Oberlandesgericht Celle: Urteil vom 28.09.2006 – 14 U 201/05

1. Gegen die Vereinbarung einer festen Kostenobergrenze in einem Architektenvertrag spricht, dass der Auftraggeber einer nachfolgenden höheren Kostenschätzung nicht entgegentritt, sondern diese akzeptiert.



2. Aus den Angaben im Bauantrag zu den voraussichtlichen Baukosten ist nicht herzuleiten, dass die Parteien eines Architektenvertrages eine Kostenobergrenze vereinbart haben.



3. Das Fehlen der Kostenberechnung gemäß DIN 276 führt zu einer Honorarminderung von 1,5%.


Oberlandesgericht Celle

Im Namen des Volkes

Urteil

14 U 201/05
Verkündet am 28. September 2006

In dem Rechtsstreit XXX

hat der 14. Zivilsenat des Oberlandesgerichts Celle auf die mündliche
Verhandlung vom 2. Mai 2006 unter Mitwirkung des Vorsitzenden Richters
am Oberlandesgericht Zepp und der Richter am Oberlandesgericht Dr. Franzki und Dr. Wessel für Recht erkannt:

Die Berufung des Beklagten gegen das am 3. August 2005 verkündete Urteil des Einzelrichters der 6. Zivilkammer des Landgerichts Hildesheim wird mit der Maßgabe zurückgewiesen, dass sich der vom Landgericht ausgeurteilte Zahlungsbetrag auf 35.207,07 ? (nebst Zinsen in der erstinstanzlich ausgeurteilten Höhe) ermäßigt.

In Höhe weiterer 518,41 ? (nebst Zinsen) wird die Klage daher abgewiesen.

Der Beklagte hat die Kosten des Berufungsverfahrens zu tragen.
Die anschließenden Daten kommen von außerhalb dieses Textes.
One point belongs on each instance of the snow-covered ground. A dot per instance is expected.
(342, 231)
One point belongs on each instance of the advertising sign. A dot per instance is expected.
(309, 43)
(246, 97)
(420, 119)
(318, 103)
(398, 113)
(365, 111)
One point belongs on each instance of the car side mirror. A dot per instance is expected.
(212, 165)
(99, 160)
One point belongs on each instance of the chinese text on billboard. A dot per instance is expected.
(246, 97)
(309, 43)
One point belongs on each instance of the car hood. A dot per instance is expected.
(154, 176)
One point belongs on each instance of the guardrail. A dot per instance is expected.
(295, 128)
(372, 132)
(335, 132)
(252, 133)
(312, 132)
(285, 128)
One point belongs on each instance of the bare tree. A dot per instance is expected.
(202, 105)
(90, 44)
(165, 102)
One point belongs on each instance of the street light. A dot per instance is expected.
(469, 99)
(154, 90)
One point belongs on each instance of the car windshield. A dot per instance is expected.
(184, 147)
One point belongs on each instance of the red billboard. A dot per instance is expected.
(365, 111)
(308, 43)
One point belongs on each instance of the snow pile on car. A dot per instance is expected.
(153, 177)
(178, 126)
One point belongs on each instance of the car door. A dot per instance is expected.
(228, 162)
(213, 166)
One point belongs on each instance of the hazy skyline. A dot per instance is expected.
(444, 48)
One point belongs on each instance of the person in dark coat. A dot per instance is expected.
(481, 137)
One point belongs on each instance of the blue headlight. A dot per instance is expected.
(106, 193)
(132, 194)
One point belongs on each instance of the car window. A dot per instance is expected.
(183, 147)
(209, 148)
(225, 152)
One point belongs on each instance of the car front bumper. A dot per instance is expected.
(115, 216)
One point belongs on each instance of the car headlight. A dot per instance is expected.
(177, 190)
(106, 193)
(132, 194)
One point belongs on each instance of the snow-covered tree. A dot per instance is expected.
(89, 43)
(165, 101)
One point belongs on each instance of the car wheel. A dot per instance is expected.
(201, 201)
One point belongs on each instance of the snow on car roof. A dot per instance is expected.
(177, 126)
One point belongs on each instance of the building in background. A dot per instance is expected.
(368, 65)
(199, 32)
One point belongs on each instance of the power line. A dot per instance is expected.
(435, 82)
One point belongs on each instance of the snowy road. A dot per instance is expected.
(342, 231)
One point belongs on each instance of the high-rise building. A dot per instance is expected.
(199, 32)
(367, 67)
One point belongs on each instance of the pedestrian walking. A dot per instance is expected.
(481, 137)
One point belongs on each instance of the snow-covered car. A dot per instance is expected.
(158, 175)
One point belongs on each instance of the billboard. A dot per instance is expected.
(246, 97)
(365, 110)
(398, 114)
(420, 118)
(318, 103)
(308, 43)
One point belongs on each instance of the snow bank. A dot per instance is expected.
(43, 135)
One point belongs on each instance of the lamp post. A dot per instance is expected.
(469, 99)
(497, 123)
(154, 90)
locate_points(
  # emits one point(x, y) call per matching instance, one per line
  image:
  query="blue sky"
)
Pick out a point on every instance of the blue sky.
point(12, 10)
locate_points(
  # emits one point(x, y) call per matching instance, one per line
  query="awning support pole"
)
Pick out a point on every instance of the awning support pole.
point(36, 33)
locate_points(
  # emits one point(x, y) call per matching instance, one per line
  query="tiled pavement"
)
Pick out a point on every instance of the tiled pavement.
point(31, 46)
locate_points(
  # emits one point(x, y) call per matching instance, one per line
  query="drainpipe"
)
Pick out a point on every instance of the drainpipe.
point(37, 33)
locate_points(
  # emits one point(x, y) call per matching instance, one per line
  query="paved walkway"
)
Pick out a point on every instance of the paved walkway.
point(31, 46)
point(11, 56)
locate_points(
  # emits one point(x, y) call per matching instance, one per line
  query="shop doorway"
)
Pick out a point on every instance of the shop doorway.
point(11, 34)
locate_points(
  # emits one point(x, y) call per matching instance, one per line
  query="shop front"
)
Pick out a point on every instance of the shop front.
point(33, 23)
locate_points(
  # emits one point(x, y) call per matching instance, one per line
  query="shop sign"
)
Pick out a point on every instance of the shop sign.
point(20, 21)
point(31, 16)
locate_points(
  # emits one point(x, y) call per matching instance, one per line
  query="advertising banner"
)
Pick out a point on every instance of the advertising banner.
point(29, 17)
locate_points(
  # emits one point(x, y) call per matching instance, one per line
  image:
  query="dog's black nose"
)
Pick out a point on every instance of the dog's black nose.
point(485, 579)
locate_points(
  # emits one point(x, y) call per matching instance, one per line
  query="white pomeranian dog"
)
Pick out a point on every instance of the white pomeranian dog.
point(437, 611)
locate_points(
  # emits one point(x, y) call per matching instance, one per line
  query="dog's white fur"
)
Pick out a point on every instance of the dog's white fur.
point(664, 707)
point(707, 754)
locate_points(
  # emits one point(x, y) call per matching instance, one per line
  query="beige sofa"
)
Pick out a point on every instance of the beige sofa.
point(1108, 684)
Das Urteil ist vorläufig vollstreckbar. Der Beklagte kann die Vollstreckung durch Sicherheitsleistung oder Hinterlegung in Höhe von 110 % des aufgrund des Urteils vollstreckbaren Betrages abwenden, wenn nicht der Kläger vor der Vollstreckung Sicherheit in Höhe von 110 % des jeweils zu vollstreckenden Betrages leistet.

Die Revision wird nicht zugelassen.

G r ü n d e :

I.

Der Kläger ist Architekt und nimmt den Beklagten auf Zahlung von Architektenhonorar im Zusammenhang mit der im Jahre 2003 erfolgten Planung von dessen Einfamilienhaus-Neubau in E., P.- weg 11, in Anspruch. Das Landgericht hat der Klage nach sachverständiger Aufklärung im Wesentlichen stattgegeben und den Beklagten verurteilt, an den Kläger 35.725,48 ? (nebst Zinsen) zu zahlen.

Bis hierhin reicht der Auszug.